Her provocations are 100% relevant to her claims that SGF was negligent and didn’t do enough to protect her from an unsafe situation involving a volatile person.
As for you knowing MB shot Lollypop… I guess you really DO have ESPN as well. Or… it is actually more accurate to say that it is your strong opinion that MB shot Lollypop.
I don’t know what MB’s lawyers and doctors have informed him of. I don’t think you know either. I think most of that communication is privileged or private.
Something that stands out to me is that the author refers to his ‘client’ on a first name basis, not “the Plaintiff” or “Ms. Kanarek” while referring to MB “Barisone” or “defendant Barisone.”
Derringer tended to use “Ms. Kanarek” so its a bit odd that this author uses “Lauren” it seems to indicate strong familiarity. Maybe even familial.
The arguments, heard in state Superior Court in Morristown on Wednesday, astounded Judge Stephen Taylor, who stated that defense attorneys had no objection when Barisone’s psychiatric information was “broadcast to the entire United States and who knows where else, internationally.”
“There was no objection to his detailed psychiatric history, child abuse issues, depression, being broadcast live,” Taylor said in his denial, “so I am a little taken aback by your concern now.”
Uh, that was his choice to share those details.
If his choice now is to protect his HIPAA right, then that’s that.
If this judge chooses to disrespect the right of a citizen in this way… Hmmm … Not attractive.
After sending that citizen to Greystone punitively?
Ouch. Is this judge elected?
As has been explained repeatedly by the knowledgable amongst us, you cannot limit discovery in order to stave off a defense. That is not how this works. The fact that you think this is not just acceptable, but an “obvious move” explains a lot.
Look, the plaintiff is in a bad spot, legal support for her position is obviously nil, since there isn’t a scrap of case law cited supporting her position. In this situation you do what you can. Even if it makes you look a bit thick. That’s why you make the big bucks…
Totally. I get why the lawyer is making the Hail Mary. I don’t get why a certain poster’s reaction doesn’t recognize it as such. If I was in her position, I would also hope my lawyer was making every effort - Hail Mary or not - to support my case. But as you said, it does make him look a bit thick! Lol.
Thanks, as always, for your input here! Sometimes these filings (by Deininger, Silver et al… not GAS!) make me want to go to law school. I appreciate the clarity and context you give to things!
I sort of feel sorry for GAS. The K’s are clearly aware of the public perception of Lauren’s actions, so they’re desperate to keep the jury from hearing any of it. I imagine JK is bullying him relentlessly to make some argument, any argument, make something up if you have to, to keep Lauren’s provocation off the table.
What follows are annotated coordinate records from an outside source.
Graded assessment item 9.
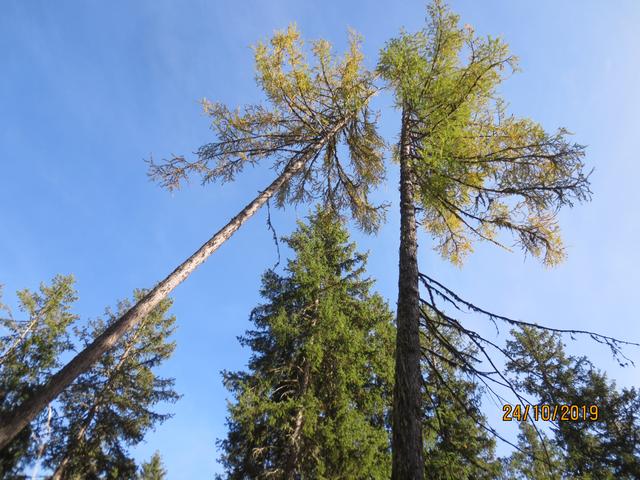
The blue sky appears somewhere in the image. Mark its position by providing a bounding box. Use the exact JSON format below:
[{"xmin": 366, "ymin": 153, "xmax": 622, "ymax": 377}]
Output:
[{"xmin": 0, "ymin": 0, "xmax": 640, "ymax": 479}]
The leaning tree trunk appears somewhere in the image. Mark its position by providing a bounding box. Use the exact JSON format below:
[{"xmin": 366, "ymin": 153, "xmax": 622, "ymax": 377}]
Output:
[
  {"xmin": 0, "ymin": 124, "xmax": 346, "ymax": 449},
  {"xmin": 391, "ymin": 110, "xmax": 424, "ymax": 480},
  {"xmin": 50, "ymin": 316, "xmax": 144, "ymax": 480}
]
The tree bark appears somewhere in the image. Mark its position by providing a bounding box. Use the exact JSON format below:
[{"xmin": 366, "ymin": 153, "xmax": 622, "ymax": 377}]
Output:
[
  {"xmin": 391, "ymin": 109, "xmax": 424, "ymax": 480},
  {"xmin": 51, "ymin": 316, "xmax": 144, "ymax": 480},
  {"xmin": 0, "ymin": 124, "xmax": 347, "ymax": 449}
]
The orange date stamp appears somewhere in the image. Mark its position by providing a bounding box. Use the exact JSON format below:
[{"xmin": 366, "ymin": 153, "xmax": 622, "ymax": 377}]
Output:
[{"xmin": 502, "ymin": 403, "xmax": 600, "ymax": 422}]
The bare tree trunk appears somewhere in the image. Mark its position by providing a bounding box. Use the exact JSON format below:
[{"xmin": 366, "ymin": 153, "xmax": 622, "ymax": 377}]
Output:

I’m inclined to give GAS the benefit of the doubt that he knows there is no valid legal argument to do so. He’s running into a buzzsaw between having a bad client(s), a bad case, and going up against brilliant lawyers.
This is sort of a slippery slope and sort of underlines the fact that people take issue with being held accountable for their actions…but why is it on the landlord to remove you, warn you, or otherwise prevent you from being in danger? I get that they have a duty to (and I don’t know how NJ law reads here) provide safe housing, but to what extent?
I feel as though so many people would be bringing their LL’s to court right and left for every little thing. How deep should a LL/property owner be in your personal life and affairs?
Now, in this case I think it gets a bit weird because Barisone was a part of the SGF LLC, IIRC, so there is that. However, the question still remains, how much (legally and just has a point of conversation) should be on the other parties? How much is on you to remove yourself from danger? How much is on you to own your life, circumstances, and actions?
Agreed. Clearly they realize at this point that if the extent of her “provocation” is discoverable, it is going to sink the ship. I am not certain, though, that it even has to do much at this point with public perception (read: potential jury member perception) as it does with the fact that there is A CRAP TON they know was excluded from the criminal trial, and they fear that if it’s open season in deposition they won’t have a chance in double hockey sticks of prevailing.
I am sure Deininger, Silver et al have plenty of damning evidence to question her about… and even to present to a jury as is. But certainly if she has to answer to their questions, there is likely much more. Once that door is open, it likely won’t be pretty. What more will come out?? Didn’t one of them allude today to 50 exhibits as yet unexplored through questioning? Imagine what those questions might lead to.
That’s why I think the Hail Marys are being flung and the hive was stirred in recent days.
I’ve only been through discovery once as a low-level employee, and it was stressful. But panic at this early stage by the plaintiff means a whole lot more in my mind than perception. She has a lot to hide.
ETA: I don’t feel sorry for GAS. I am sure he makes a handsome living. The next weeks, months (years?) may not be fun… but I am sure he reaps plenty of rewards for his troubles. [Edit: living, not loving. Thumbs!!! Siri!!!]